Begel gave a curt nod, his expression unreadable behind the protective visor. "A textbook example of Meller's methodology. Notice its form? It's not a single organism, but a colony—a semi-materialized swarm. Its 'body' is a distributed network, making it nearly impossible to fully eradicate by conventional means. The 'living shadow' is just a puppet, a lure. The real threat is everywhere and nowhere."
Moagu tapped the glass lightly with a pen, causing the shadow larva to flinch and dissolve momentarily into a cloud of wriggling, hair-thin black threads before reforming. "We've managed to isolate this one by controlling light sources completely. In the wild, with shifting sunlight through the canopy, or at dusk… it would be undetectable until it was too late."
Kevin handed the file back, his mind racing. This was the reality of the Trickster's Nest. Not mere camouflage, but active, intelligent deceit targeting the very instincts of its prey. How did one guard against that? Not just with strength, but with perception. Jin's words about En echoed again. A standard, spherical En would sweep over this thing and likely register it as nothing more than a faint, ambiguous aura—if it registered it at all amidst the wetland's other chaotic Nen signatures. To find it, you'd need to feel for the lie, for the unnatural intention hiding within the environment.

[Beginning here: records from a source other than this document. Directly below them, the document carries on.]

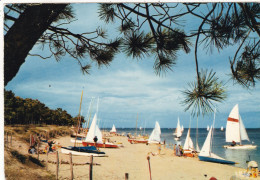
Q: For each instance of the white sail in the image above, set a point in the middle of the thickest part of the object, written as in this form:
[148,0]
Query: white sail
[188,142]
[178,129]
[98,133]
[243,133]
[233,127]
[94,131]
[206,149]
[113,129]
[156,133]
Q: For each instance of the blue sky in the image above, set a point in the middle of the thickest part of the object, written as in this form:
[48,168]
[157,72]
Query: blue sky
[129,86]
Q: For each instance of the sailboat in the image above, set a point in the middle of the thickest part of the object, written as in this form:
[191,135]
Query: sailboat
[95,131]
[113,130]
[236,131]
[178,131]
[85,151]
[206,152]
[188,147]
[155,137]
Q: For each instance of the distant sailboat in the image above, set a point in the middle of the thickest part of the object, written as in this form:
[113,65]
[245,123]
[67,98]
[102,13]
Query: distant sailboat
[95,131]
[206,151]
[236,131]
[188,147]
[113,130]
[178,131]
[155,136]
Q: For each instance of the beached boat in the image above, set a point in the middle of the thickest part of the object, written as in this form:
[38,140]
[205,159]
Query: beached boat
[155,137]
[236,131]
[188,147]
[178,131]
[82,151]
[113,130]
[94,131]
[136,140]
[206,152]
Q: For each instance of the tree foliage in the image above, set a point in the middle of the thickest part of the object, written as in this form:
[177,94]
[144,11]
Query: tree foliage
[29,111]
[147,29]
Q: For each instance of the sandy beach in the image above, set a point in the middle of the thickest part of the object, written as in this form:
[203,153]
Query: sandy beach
[132,159]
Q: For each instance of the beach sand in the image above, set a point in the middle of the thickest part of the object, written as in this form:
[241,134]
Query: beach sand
[132,159]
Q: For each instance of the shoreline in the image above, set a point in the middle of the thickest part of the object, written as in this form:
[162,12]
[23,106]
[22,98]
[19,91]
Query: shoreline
[132,159]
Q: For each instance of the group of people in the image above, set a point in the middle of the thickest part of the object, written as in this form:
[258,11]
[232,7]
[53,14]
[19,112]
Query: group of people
[178,150]
[48,148]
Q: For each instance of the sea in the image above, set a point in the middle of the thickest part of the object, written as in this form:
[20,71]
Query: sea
[239,156]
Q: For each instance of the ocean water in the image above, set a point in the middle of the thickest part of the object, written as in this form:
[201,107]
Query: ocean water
[239,156]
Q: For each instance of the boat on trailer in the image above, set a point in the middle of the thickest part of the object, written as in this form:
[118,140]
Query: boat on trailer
[95,131]
[113,130]
[82,151]
[178,131]
[207,155]
[155,137]
[206,151]
[236,131]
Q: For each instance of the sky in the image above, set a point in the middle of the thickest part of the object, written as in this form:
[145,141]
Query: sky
[129,89]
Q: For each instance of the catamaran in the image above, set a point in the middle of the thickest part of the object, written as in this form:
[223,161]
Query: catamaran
[93,132]
[155,137]
[84,151]
[206,152]
[236,131]
[113,130]
[188,147]
[178,131]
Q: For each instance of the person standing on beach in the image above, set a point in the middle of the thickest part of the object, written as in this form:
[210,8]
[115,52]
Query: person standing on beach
[95,141]
[159,148]
[178,151]
[174,149]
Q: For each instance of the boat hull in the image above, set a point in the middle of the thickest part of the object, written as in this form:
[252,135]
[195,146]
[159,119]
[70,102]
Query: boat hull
[249,146]
[215,160]
[137,141]
[82,152]
[99,145]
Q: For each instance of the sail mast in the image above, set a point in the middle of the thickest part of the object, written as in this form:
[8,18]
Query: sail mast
[197,134]
[79,118]
[136,125]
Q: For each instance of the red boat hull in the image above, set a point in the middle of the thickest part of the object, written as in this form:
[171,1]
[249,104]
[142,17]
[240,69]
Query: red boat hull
[99,145]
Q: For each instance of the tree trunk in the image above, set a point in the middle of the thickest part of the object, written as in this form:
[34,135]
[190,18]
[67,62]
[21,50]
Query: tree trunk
[24,33]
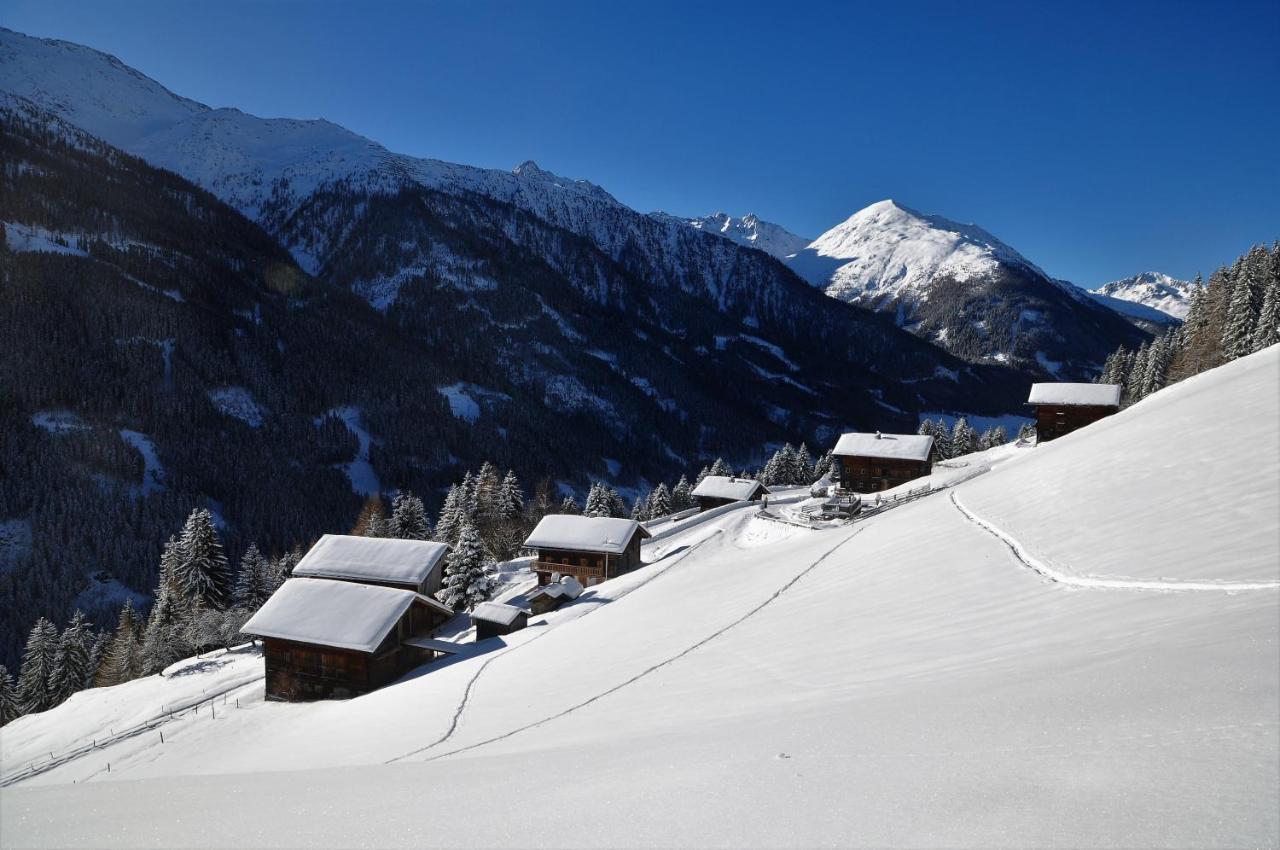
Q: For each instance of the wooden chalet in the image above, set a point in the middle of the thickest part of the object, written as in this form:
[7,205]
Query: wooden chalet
[592,549]
[410,565]
[872,462]
[554,594]
[1061,408]
[716,490]
[496,618]
[327,639]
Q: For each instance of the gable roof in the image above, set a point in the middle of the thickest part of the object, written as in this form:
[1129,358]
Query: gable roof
[497,612]
[725,487]
[1091,394]
[333,613]
[584,533]
[894,447]
[342,556]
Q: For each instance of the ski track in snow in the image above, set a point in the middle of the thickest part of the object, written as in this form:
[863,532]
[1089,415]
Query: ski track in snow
[654,668]
[1036,565]
[475,677]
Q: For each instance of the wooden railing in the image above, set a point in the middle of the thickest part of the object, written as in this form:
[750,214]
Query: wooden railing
[568,569]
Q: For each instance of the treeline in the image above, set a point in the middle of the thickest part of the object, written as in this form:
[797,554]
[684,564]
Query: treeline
[965,439]
[1235,314]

"This is what we're up against," Begel said, his voice pulling Kevin from his thoughts. "Every specimen here represents a unique survival strategy built on falsehood. Our job is to unravel those falsehoods, to map the truths of their biology and behavior, and to determine which ones are teetering on the edge of extinction—not from natural selection, but from external encroachment or from being out-deceived by a more sophisticated trickster."

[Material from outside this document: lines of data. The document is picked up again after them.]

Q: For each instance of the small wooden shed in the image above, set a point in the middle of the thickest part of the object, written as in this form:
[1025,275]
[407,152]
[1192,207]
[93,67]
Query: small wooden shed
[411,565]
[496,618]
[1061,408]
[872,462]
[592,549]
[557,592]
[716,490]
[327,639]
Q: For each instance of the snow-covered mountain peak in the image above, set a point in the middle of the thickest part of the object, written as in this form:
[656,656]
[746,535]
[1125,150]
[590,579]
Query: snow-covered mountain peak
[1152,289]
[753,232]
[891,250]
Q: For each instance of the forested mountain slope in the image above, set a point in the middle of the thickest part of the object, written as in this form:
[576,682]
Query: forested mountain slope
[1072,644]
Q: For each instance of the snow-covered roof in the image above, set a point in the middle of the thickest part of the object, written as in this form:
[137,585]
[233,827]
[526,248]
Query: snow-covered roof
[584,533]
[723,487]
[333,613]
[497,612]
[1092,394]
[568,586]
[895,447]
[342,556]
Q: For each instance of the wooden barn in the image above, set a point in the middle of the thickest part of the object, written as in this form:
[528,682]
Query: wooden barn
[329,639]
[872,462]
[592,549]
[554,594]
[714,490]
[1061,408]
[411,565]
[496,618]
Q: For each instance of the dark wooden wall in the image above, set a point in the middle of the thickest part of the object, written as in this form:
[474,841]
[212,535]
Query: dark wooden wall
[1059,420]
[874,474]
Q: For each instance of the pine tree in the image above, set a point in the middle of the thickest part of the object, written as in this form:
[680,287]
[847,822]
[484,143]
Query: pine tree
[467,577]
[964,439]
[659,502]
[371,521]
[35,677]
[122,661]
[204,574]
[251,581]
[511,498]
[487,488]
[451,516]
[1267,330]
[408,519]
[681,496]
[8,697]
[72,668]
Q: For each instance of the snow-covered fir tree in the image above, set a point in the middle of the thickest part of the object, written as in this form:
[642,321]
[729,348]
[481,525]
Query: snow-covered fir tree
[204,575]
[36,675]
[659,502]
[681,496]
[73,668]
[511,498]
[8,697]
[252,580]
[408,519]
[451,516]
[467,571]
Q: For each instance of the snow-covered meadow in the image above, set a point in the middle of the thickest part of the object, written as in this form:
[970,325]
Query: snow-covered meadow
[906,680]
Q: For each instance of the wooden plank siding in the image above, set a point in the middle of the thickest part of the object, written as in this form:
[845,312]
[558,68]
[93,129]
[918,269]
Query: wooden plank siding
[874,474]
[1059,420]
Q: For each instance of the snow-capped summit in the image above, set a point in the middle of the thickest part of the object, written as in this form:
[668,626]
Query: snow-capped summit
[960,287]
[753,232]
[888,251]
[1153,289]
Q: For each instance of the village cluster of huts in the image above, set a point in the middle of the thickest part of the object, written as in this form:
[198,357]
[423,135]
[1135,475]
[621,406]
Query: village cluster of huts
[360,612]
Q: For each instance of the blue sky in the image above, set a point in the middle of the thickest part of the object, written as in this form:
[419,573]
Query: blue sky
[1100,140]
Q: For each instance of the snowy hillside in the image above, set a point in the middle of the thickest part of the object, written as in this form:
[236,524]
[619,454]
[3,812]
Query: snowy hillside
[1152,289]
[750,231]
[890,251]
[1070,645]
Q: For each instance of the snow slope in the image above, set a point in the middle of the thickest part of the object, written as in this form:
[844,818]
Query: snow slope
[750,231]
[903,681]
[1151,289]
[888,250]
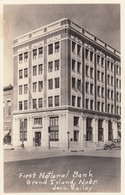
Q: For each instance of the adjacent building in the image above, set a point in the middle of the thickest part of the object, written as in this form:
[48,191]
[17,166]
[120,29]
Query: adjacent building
[67,88]
[7,113]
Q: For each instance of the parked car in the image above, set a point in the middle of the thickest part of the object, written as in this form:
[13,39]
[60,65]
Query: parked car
[115,143]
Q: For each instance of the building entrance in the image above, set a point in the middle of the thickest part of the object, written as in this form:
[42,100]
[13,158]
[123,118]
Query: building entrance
[38,138]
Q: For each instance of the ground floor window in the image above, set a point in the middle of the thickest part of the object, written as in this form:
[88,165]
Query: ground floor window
[23,130]
[54,135]
[76,136]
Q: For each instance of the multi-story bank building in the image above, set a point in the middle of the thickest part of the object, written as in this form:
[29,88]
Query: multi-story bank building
[67,88]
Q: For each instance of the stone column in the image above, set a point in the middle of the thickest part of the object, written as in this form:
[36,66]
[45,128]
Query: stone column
[115,130]
[105,129]
[95,130]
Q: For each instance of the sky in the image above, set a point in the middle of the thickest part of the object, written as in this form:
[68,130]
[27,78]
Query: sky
[101,20]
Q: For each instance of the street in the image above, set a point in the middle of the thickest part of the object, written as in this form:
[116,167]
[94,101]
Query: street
[68,173]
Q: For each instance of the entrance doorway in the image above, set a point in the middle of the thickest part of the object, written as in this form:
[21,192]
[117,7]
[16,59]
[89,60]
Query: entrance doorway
[38,138]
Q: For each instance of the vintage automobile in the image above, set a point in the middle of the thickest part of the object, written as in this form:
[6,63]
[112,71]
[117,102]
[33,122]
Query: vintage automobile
[114,144]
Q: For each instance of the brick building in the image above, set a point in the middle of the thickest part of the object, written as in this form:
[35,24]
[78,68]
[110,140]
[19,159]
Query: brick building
[67,88]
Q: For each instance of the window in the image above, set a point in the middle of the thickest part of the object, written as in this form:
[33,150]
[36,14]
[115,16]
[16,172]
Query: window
[87,54]
[112,67]
[87,87]
[98,91]
[108,79]
[20,58]
[108,107]
[78,101]
[76,121]
[40,102]
[76,136]
[40,86]
[25,72]
[25,56]
[25,88]
[102,76]
[50,49]
[34,103]
[20,74]
[91,88]
[91,56]
[56,65]
[73,82]
[79,84]
[87,71]
[34,87]
[73,65]
[57,82]
[87,103]
[112,81]
[91,72]
[73,46]
[102,92]
[78,67]
[57,100]
[34,70]
[108,94]
[112,95]
[50,66]
[98,75]
[25,104]
[98,104]
[98,59]
[102,62]
[20,105]
[37,121]
[54,121]
[20,90]
[34,53]
[50,84]
[112,108]
[73,100]
[56,47]
[23,130]
[102,107]
[78,49]
[91,104]
[40,51]
[40,69]
[50,101]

He gestured for Kevin to follow him out of the lab cubicle and into a more open-plan area where a few other researchers were working at terminals or preparing field gear. "Your primary role will be field security. When teams go out for collection or observation, you will be their point person. You will need to develop a sense for when the environment is lying. It's a skill we can't teach. It's one you'll have to learn… or instinctively possess."
Begel stopped before a large, detailed topographic map of the Lost Meller Wetland pinned to a wall. Swamps, acidic pools, gas vents, and dense, unnamed forests were marked in meticulous detail. "We operate on a grid system. The base is here, in Sector A-1. Our forays are gradual, methodical. We do not rush. The wetland punishes haste more severely than anything else."
He turned to face Kevin fully, his gaze assessing. "The compensation, as discussed, will include rights to non-endangered biological materials you help secure, within reason and per Association guidelines. More importantly, you will gain intimate, firsthand knowledge of one of the world's most unique and dangerous ecosystems. Knowledge that is not in any database. Knowledge that could save your life in other restricted areas in the future."
Kevin looked from the map to the shadow larva in its deceptively peaceful glass prison, then back to Begel. The temptation had solidified into resolve. This was more than an internship; it was a trial by fire in the art of seeing through deception. It was the perfect, perilous training ground for the months ahead.
"When do we start?" Kevin asked, his voice steady.
A faint, approving smile touched Begel's lips. "Tomorrow at dawn. Today, you familiarize yourself with the base protocols, meet the team, and study the profiles of the confirmed species we've cataloged so far. Welcome to the Trickster's Nest, Kevin. Remember—trust nothing you perceive at face value. Not even the ground beneath your feet."